В соседнем сарае были мужчины. Чезаре отобрал восемь русов с Итиля. Рабы были очень худы; пищу им давали скудную: ранним утром и на закате варили просяную кашу, изредка бобы, и больше ничего — ни сыру, ни рыбы, ни мяса, ни вина, хотя последнее здесь так дёшево, что воды здесь почти не пьют. Один лохматый старик, по-видимому, «рус», жадно совал в рот кашу, ложку за ложкой, и не обращал на нас никакого внимания. Так косматый лев, старый обитатель железной клетки, грызёт молча кость и не смотрит на назойливую толпу зевак.
В ГОСТЯХ У АБАЗГОВ
На следующий день после обеда нам подали горских верховых лошадей, и мы отправились за шестнадцать миль в главное селение абазгов Лехне в гости к владетелю абазгов. Сын князя абазгов вернулся из сванского плена, а старый князь Шиарасиа устроил празднество.

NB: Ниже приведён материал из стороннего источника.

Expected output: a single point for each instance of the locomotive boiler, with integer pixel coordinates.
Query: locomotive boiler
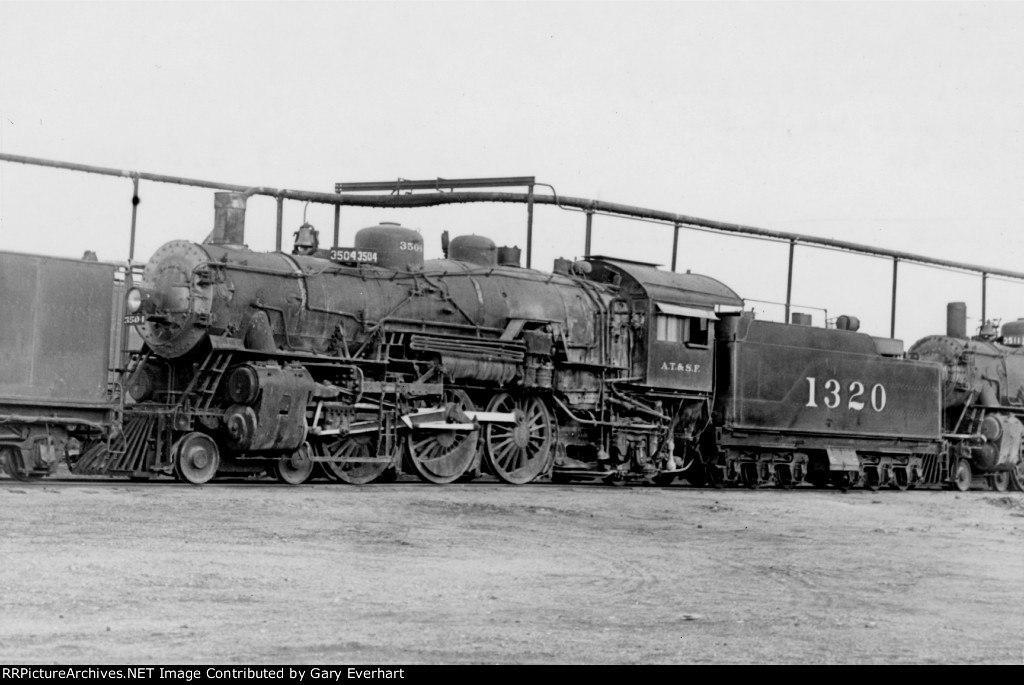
(982, 399)
(379, 360)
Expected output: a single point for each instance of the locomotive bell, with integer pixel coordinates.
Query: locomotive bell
(1013, 333)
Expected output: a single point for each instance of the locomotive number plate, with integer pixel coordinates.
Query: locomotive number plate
(353, 256)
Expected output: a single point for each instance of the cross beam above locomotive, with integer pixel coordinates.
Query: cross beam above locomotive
(379, 361)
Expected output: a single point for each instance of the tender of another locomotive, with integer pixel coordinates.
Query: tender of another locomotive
(55, 351)
(379, 361)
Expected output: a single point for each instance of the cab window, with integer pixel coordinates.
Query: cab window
(688, 330)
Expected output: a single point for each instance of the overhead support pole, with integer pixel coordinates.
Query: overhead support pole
(529, 227)
(399, 199)
(134, 213)
(337, 224)
(675, 246)
(892, 310)
(281, 220)
(590, 225)
(788, 281)
(984, 284)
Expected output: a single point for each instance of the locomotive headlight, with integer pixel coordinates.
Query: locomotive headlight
(133, 300)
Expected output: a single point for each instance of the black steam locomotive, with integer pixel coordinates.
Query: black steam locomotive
(371, 361)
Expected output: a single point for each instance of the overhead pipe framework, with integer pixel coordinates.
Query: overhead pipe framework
(400, 196)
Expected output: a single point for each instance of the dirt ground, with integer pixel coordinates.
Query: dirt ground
(101, 572)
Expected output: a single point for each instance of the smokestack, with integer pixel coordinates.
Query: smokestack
(956, 319)
(801, 318)
(229, 219)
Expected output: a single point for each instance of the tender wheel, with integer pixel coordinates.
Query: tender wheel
(900, 479)
(197, 458)
(999, 481)
(519, 453)
(963, 475)
(783, 477)
(359, 462)
(296, 468)
(1017, 476)
(441, 456)
(818, 479)
(749, 475)
(843, 480)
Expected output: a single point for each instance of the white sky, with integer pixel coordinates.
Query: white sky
(891, 124)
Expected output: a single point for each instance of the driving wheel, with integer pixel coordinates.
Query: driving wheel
(439, 456)
(520, 452)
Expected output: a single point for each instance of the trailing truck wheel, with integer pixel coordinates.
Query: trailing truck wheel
(872, 480)
(296, 468)
(197, 458)
(518, 453)
(1017, 476)
(441, 456)
(358, 460)
(999, 481)
(963, 475)
(12, 461)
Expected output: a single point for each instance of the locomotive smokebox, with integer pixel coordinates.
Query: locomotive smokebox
(956, 319)
(228, 220)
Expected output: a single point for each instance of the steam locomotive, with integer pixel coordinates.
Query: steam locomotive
(370, 361)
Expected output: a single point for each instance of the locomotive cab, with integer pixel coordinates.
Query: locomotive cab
(673, 322)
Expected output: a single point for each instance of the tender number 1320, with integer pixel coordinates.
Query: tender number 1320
(855, 398)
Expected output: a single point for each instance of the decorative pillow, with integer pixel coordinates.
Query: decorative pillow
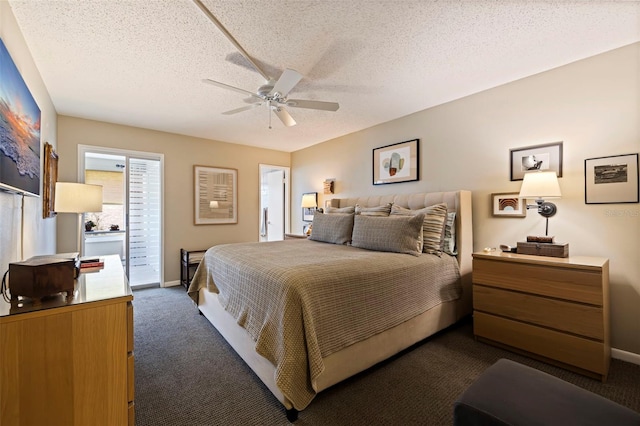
(433, 227)
(374, 211)
(350, 210)
(332, 228)
(400, 234)
(449, 241)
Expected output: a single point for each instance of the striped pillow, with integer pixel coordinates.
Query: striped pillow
(394, 234)
(449, 241)
(350, 209)
(433, 227)
(374, 211)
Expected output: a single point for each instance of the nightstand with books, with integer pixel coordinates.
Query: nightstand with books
(554, 309)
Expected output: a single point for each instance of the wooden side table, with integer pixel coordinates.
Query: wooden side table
(189, 261)
(70, 361)
(294, 236)
(553, 309)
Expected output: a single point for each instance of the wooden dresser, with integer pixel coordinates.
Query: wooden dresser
(70, 361)
(554, 309)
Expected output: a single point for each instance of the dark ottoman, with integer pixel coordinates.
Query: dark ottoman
(508, 393)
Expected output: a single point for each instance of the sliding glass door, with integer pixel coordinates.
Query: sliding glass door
(130, 223)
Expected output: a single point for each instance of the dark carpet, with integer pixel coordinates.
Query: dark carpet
(186, 374)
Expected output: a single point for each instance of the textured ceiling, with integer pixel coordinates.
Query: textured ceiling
(141, 62)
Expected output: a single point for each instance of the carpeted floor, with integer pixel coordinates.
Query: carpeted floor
(186, 374)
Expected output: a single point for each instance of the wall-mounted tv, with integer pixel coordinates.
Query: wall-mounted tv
(20, 148)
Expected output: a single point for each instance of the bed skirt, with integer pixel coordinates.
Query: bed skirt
(339, 365)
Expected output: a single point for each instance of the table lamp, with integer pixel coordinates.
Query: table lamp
(77, 198)
(541, 185)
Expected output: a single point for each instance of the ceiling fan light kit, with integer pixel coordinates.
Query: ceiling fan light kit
(273, 92)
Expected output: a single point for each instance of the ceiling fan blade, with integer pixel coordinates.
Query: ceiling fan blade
(301, 103)
(287, 81)
(244, 108)
(226, 86)
(284, 116)
(229, 37)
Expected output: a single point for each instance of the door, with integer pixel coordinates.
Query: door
(275, 205)
(130, 223)
(274, 202)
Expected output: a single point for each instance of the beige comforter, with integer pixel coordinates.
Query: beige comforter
(302, 300)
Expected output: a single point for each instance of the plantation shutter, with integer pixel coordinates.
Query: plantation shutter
(144, 221)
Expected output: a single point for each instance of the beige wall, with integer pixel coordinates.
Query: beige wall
(39, 234)
(181, 153)
(591, 105)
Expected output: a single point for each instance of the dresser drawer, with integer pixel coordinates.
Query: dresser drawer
(130, 378)
(572, 350)
(575, 318)
(131, 414)
(129, 327)
(563, 283)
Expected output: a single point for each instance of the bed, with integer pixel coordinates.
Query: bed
(307, 314)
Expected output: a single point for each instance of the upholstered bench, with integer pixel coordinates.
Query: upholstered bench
(508, 393)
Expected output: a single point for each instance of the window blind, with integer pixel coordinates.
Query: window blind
(144, 221)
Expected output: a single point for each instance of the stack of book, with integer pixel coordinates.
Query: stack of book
(92, 264)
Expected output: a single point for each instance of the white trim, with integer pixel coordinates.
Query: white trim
(83, 149)
(625, 356)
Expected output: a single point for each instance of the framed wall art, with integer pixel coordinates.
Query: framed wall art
(611, 180)
(507, 204)
(538, 157)
(216, 195)
(49, 182)
(396, 163)
(309, 206)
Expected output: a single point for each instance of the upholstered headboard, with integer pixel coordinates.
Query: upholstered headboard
(458, 201)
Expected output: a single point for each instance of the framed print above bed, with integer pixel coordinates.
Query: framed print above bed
(216, 195)
(396, 163)
(611, 180)
(507, 204)
(538, 157)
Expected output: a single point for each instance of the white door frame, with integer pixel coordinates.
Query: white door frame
(264, 168)
(83, 149)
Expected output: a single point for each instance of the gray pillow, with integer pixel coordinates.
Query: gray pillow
(374, 211)
(433, 227)
(332, 228)
(350, 209)
(398, 234)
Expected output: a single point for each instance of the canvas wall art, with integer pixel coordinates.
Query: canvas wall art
(20, 148)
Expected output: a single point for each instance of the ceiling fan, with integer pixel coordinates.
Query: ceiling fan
(274, 92)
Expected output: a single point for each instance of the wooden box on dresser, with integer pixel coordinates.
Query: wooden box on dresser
(70, 361)
(553, 309)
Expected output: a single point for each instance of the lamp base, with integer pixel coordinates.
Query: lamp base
(543, 249)
(540, 239)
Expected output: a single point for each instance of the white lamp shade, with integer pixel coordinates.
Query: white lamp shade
(308, 201)
(540, 185)
(77, 198)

Близ древнего храма, окружённого кипарисами, стоял большой каштановый дом князя Шиарасиа, и была эта обширная зелёная бархатистая поляна. Десяток древних лип осенял её. Кудрявые леса волнами сбегали в морю. Вдали смутно белела Пецонда. Я любовался видом абхазской природы. Толпы народа, сидевшего кучками на полянке, ещё более оживляли картину, достойную кисти Джотто ди Бондоне. Там и сям подымался дым костров; целиком жарились бараны, части туш быков; в котлах кипела жёлтая от жира похлёбка из кур; на больших круглых деревянных блюдах лежа» ли горы плоского, как тарелки, козьего сыра; под липами на козлах были укреплены широкие в два локтя каштановые доски и на них лежали тучные буйволовые бурдюки свином «качидж», «амлаху» и другими сортами. К бурдюкам подходили «виночерпии», распорядители им наливали вино из бурдюка в узкогорлые глиняные кувшины, и те их разносили пирующим, сидевшим на коврах и на больших толстых из чёрной шерсти плащах.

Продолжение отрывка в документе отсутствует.